5.    The plaintiff’s amended interlocutory application dated 18 December 2017 (the contempt application) as against the third defendant (Allianz) and all charges against Allianz be dismissed.

6.    The contempt application as against the eighth defendant (Bianco) and all charges against Bianco be dismissed.

7.    The costs as between the plaintiff and Allianz, Eustace Senese, Transcomm, Bianco and Cameron Senese be reserved.

8.    The matter be listed for a hearing on penalties and costs on a date to be fixed.

7    It is now necessary to consider penalties and costs. In relation to penalties, Eustace, Transcomm and Cameron propose that the following penalties be imposed:

(a)    Eustace – a fine of $40,000 in respect of the contempts of court described in paragraph 1 of the declarations;

(b)    Transcomm – a fine of $10,000 in respect of the contempts of court described in paragraph 2 of the declarations; and

(c)    Cameron – the following fines:

(i)    a fine of $5,000 in respect of the contempts of court described in paragraphs 3(a) and 3(e) of the declarations; and

(ii)    a fine of $5,000 in respect of the contempts of court described in paragraphs 3(b), 3(c) and 3(d) of the declarations.

8    ASIC does not make submissions as to the amount of the penalties.

9    In relation to costs, it is agreed between the parties that orders should be made to the effect that:

(a)    Eustace pay ASIC’s costs of the contempt application fixed at $17,500;

(b)    Cameron pay ASIC’s costs of the contempt application fixed at $10,000; and

(c)    there be no order as to costs in respect of the contempt application as between ASIC and Allianz, Transcomm and Bianco.

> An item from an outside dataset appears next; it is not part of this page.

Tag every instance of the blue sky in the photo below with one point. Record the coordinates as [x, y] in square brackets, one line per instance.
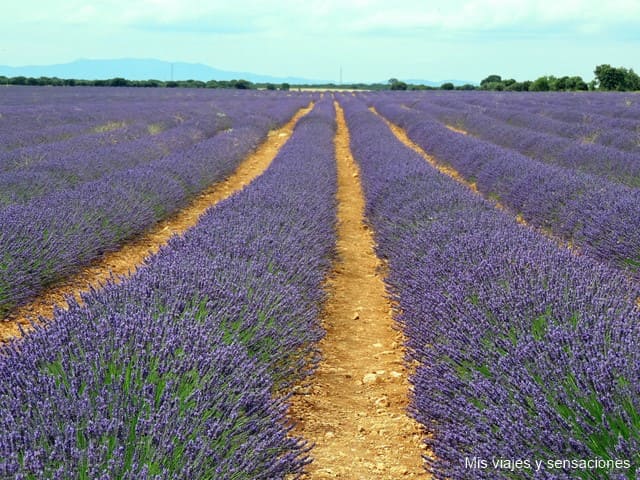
[373, 40]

10    For the reasons that follow, I consider it appropriate to impose the fines proposed by Eustace, Transcomm and Cameron. I will also make the costs orders that have been agreed between the parties.

Consideration

11    The parties have filed a joint submission in relation to the legal principles regarding penalties for contempt. They submit that, while it is settled that contempt proceedings are civil proceedings and not criminal proceedings (Hinch v Attorney-General (Vic) (1987) 164 CLR 15 at 89-90; Construction, Forestry, Mining and Energy Union v Boral Resources (Vic) Pty Ltd (2015) 256 CLR 375 (Boral) at [40]), there is no direct authority on whether the principles in Barbaro v The Queen (2014) 253 CLR 58 apply to civil contempt proceedings. (In Barbaro, the High Court held that the practice adopted in the Victorian courts (when sentencing criminal offenders) of asking counsel for the prosecution for a submission on the “available range” of sentences was wrong in principle (see, eg, at [6]-[7], [20]-[23]).) The parties’ joint submission refers to the judgment of the Full Court of this Court in Kazal v Thunder Studios Inc (California) (2017) 256 FCR 90 (Kazal) at [159]. It is submitted that Kazal is arguably distinguishable from the present case because it was a case of criminal contempt.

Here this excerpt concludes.